• Last modified 2942 days ago (Aug. 4, 2011)


Virtual school is a second chance

Staff writer

Barbara Sharp dropped out of high school in her native Washington state in 2003.

“Just due to the circumstances that came up, I decided I was done with school,” she said.

Braving a job market that openly dismissed potential employees lacking a high school degree, she was lucky enough to fall into a job at an optical store. She sells and repairs glasses and contacts. She has since risen to manager.

She also has two children — Caydence, 6, and Gavin, 2 months — and is married to Brandon Sharp, an Atmos Energy employee. They live in Gardner, where he was raised, to be close to his family.

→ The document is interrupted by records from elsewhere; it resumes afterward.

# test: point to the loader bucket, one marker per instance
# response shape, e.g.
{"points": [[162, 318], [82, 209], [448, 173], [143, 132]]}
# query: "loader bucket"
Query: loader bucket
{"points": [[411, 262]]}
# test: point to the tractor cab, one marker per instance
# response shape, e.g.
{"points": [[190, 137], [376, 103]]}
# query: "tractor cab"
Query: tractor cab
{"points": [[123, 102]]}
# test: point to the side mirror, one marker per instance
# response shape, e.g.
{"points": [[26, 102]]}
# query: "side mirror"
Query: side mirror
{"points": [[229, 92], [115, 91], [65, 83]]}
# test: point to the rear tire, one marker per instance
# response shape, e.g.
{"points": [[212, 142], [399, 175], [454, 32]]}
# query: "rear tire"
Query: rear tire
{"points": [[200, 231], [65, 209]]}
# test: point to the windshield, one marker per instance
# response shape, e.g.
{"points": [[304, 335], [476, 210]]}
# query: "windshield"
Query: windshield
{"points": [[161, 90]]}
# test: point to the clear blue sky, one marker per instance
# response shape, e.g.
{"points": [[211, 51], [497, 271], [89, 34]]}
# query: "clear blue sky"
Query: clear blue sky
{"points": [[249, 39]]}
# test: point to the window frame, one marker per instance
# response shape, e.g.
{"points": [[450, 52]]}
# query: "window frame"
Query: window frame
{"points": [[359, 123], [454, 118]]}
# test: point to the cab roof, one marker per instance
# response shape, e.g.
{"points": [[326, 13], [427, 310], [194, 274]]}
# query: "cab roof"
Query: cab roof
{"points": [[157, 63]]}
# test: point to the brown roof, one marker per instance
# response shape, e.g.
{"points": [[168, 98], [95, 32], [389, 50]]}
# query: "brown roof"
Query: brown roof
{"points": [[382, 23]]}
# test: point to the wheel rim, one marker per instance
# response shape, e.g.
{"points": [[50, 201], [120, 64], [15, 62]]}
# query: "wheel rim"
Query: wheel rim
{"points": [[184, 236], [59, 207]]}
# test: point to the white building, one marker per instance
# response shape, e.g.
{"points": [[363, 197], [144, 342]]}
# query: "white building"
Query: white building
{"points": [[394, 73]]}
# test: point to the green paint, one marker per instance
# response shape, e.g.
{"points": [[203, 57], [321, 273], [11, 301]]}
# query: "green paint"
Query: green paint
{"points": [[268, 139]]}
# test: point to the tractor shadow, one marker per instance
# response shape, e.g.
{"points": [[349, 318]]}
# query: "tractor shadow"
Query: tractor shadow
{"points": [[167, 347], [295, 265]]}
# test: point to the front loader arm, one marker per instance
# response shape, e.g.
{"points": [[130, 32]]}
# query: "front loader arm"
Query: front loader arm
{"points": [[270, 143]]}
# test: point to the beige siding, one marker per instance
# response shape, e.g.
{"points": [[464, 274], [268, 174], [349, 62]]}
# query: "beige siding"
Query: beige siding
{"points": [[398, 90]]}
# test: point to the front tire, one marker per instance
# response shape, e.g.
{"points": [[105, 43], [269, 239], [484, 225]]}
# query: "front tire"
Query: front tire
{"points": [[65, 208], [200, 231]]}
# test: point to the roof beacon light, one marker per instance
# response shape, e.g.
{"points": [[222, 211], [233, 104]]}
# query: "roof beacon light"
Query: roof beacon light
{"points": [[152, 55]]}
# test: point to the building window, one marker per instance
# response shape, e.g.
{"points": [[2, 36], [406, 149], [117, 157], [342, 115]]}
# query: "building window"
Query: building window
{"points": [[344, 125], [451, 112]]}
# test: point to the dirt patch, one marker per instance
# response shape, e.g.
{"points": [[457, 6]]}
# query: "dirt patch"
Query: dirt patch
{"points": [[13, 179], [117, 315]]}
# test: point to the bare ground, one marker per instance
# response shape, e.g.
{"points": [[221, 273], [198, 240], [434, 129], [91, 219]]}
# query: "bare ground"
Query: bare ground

Sharp, now 26, has decided to enroll in virtual school with Centre to give herself an opportunity to advance further in her field. To work in an optometrist’s office, she would need a high school diploma.

Centre virtual school students met with program coordinator Vicki Jirak on Monday and became acquainted with Centre teachers who will be communicating with them this semester via Skype.

The only thing that unites the group of students is the program itself; their backgrounds and educational goals are decidedly different.

Sharp’s plan is to complete her schoolwork at night. She needs approximately a full senior year worth of classes, including multiple mathematics courses. She knows having a full-time job and raising a young family will make the task a “juggling act.”

Sharp also wants a high school diploma so she can impress upon her children the importance of education without an air of hypocrisy.

“I just decided this would be a good time,” Sharp said. “I want to graduate so I don’t have any excuses with my children.”

Ashley Chalberg’s goal is less specific than Sharp’s, but she is also attending virtual school to complete a once forgotten education so she can pursue employment opportunities.

She is not sure if she wants to run a day care service or go to Cosmetology school after receiving her diploma.

Chalberg, 20, of Wyandotte, dropped out of high school in 2009 when pregnant with her first child. She brought 4-month-old Aleigha, her second child, to the orientation gathering.

Chalberg needs only a few credits to earn her diploma. Standing in her way are English, Algebra, and Mathematics 2.

She said it would not be difficult to finish her schoolwork — she is always on the computer and has multiple babysitters.

Seanisty Rine, 13, of Newton, will enroll and take eighth-grade classes with the virtual school.

While high school students need to set up a regimented plan with virtual school organizers to earn proper credits, the middle school curriculum is more akin to a normal school day. The program sets the students’ class schedules.

Rine said she often was in trouble with teachers in Newton for talking out of turn.

Rine sports a pink stripe in her blond hair and hangs out with “skaters”. She said the “preppy girls” mocked her at Newton.

The freedom the virtual school program presents is an aspect of the program Rine appreciates.

“I wanted to be able to do it how I want,” she said.

Joining a growing population of virtual school elementary students are the Beck family children of Saint Marys.

The Becks are enrolling their six children in virtual school. Christopher, 17, and John, 15, will have high school classes. Grace, 13, will have middle school classes. Isabella, 9, Michael, 8, and Claire, 6, will have elementary school classes.

The Becks homeschool their children, but Jennifer Beck said virtual schooling takes the burden off her to create a curriculum.

While the Becks said their religious beliefs were a part of why they home-school their children, Jennifer also said it is about letting her children learn at their own pace.

“I don’t like how all children are lumped in a classroom,” Jennifer Beck said. “Each of my children are individuals and I want to treat them as individuals. I want them to be comfortable with themselves.”

Centre Kindergarten teacher Karen Nickel will supervise 10 elementary age virtual school students. She said the parental supervision in the program was crucial. While the computer learning software is advanced, it cannot be a substitute for one-on-one interaction.

“It is a full day,” Nickel said of the program’s workload.

However, the program does have many assignments that are scanned into the computer so teachers can assess the progress of a student’s handwriting or other visual measure. Teachers can also listen to students practice reading with audio files so instructors can give students tips later.

The new virtual school students said they were unsure of what to expect from the program.

What they should expect, they learned, is to have more freedom than a normal classroom setting, but to have goals attached to specific dates. Students should have 25 percent of their work for the semester completed by Sept. 21, 56 percent by Oct. 17, 75 percent by Nov. 16, and all of their work finished by Dec. 21.

Students will not be completely alone with their work. Centre teachers will check on students weekly via Skype to assess their progress.